We next determined the co-crystal structure of the 1210 antigen-binding fragment (Fab) with NANP5 (Fig. 2, fig. S1A, and tables S4 to S6). The NANP core epitope contained a Type I β-turn and an elongated conformation (Fig. 2, A and C, and fig. S1B), similar to NANP bound to a chimeric IgH 2140/Igκ 1210 antibody and in line with previous observations (fig. S1C and tables S4 and S7) (1014). Main-chain atoms in KCDR3 were optimally positioned to mediate H-bonds with the repeat, likely contributing to the strong selection of 8-aa-long KCDR3s (Fig. 2, B and C, and tables S2, S5, and S10). VH3-33 germline residues mediated the majority of antigen contacts, notably H.V50 and H.W52 (the residue uniquely encoded by IGHV3-33 alleles), as well as H.Y52A and H.Y58 in HCDR2 (table S5 and fig. S2) (15). Affinity maturation at H.V50 and H.S31 may be explained by strengthened van der Waals interactions with the repeat (Fig. 2C).

Fig. 2 Affinity maturation drives homotypic repeat binding.

(A to H) 1210 Fab/NANP5 co-crystal structure. (A) Superposition of the four NANP-bound Fabs. (B) Surface representation of the antigen–antibody interaction. (C) Details of core epitope recognition by 1210. Black dashes indicate H-bonds. (D) Two 1210 Fabs in complex with NANP5. [(E) and (F)] Surface representation of Fab-B (E) and Fab-A (F).
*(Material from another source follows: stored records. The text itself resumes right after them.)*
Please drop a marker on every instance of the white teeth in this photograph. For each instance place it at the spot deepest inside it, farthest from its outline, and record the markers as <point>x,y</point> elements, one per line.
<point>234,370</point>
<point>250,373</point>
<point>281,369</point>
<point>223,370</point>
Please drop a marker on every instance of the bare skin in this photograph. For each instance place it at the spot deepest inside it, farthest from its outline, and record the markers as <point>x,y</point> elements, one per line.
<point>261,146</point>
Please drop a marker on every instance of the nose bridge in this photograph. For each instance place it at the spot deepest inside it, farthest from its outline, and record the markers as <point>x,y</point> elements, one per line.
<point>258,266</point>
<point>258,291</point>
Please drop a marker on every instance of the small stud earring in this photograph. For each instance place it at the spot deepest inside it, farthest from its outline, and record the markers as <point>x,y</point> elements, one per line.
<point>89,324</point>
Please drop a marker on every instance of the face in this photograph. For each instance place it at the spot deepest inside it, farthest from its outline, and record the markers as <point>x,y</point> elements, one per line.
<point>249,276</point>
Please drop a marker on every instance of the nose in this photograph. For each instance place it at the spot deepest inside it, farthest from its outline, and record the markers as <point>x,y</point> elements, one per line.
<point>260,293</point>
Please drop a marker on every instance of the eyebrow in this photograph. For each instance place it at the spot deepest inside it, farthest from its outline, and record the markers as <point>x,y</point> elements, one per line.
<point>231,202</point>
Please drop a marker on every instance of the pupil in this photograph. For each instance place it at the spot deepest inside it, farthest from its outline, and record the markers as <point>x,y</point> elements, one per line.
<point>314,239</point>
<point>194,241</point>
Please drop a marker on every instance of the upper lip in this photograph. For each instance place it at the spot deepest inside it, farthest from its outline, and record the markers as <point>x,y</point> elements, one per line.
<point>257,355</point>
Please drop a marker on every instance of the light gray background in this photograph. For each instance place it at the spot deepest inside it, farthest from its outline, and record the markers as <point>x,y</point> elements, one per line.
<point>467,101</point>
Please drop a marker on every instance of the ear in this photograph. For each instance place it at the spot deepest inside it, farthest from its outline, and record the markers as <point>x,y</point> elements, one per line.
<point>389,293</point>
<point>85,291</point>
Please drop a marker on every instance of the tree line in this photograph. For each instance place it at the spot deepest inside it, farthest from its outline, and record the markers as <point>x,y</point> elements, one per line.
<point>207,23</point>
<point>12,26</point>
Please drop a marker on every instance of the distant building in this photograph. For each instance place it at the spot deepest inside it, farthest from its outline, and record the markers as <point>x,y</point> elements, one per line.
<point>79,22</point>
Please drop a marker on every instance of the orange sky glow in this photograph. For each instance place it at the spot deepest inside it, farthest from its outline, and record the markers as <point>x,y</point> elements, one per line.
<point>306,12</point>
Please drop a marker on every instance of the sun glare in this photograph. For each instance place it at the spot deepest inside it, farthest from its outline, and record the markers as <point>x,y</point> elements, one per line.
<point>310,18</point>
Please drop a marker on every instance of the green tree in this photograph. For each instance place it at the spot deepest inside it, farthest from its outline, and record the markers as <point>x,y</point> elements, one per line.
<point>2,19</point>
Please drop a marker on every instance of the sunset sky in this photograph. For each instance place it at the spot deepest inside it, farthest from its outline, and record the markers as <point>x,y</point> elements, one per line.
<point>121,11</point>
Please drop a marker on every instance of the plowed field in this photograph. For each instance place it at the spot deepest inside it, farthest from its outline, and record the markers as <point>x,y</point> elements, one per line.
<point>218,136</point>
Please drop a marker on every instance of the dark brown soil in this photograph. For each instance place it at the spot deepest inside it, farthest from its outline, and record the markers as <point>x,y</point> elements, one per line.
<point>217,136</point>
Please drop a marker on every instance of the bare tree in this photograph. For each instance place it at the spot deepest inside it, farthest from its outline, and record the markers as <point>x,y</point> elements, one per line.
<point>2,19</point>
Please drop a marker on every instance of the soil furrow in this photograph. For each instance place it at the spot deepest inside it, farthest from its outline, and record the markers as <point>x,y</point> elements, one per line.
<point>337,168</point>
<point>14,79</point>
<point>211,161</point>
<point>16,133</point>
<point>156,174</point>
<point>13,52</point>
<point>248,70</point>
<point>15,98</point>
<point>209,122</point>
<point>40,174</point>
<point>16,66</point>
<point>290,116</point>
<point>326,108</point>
Residues involved in homotypic interactions are dark gray. [(G) and (H)] Details of homotypic interactions. Affinity matured residues are labeled in red. (I) Mean ± SEM KD determined by isothermal titration calorimetry (ITC). Dots represent measurements from at least three independent experiments. One-tailed Mann–Whitney test: *P < 0.05, **P < 0.01. (J) Size-exclusion chromatography coupled with multi-angle light scattering (SEC/MALS) for the 1210 Fab-PfCSP complex. Red line indicates mean ± SD molar mass from two measurements. (K) 2D class averages for the 1210 Fab-PfCSP complex. Red arrows indicate individual Fabs, red lines indicate the binding angle observed in the crystal structure (D). Scale bar, 10 nm.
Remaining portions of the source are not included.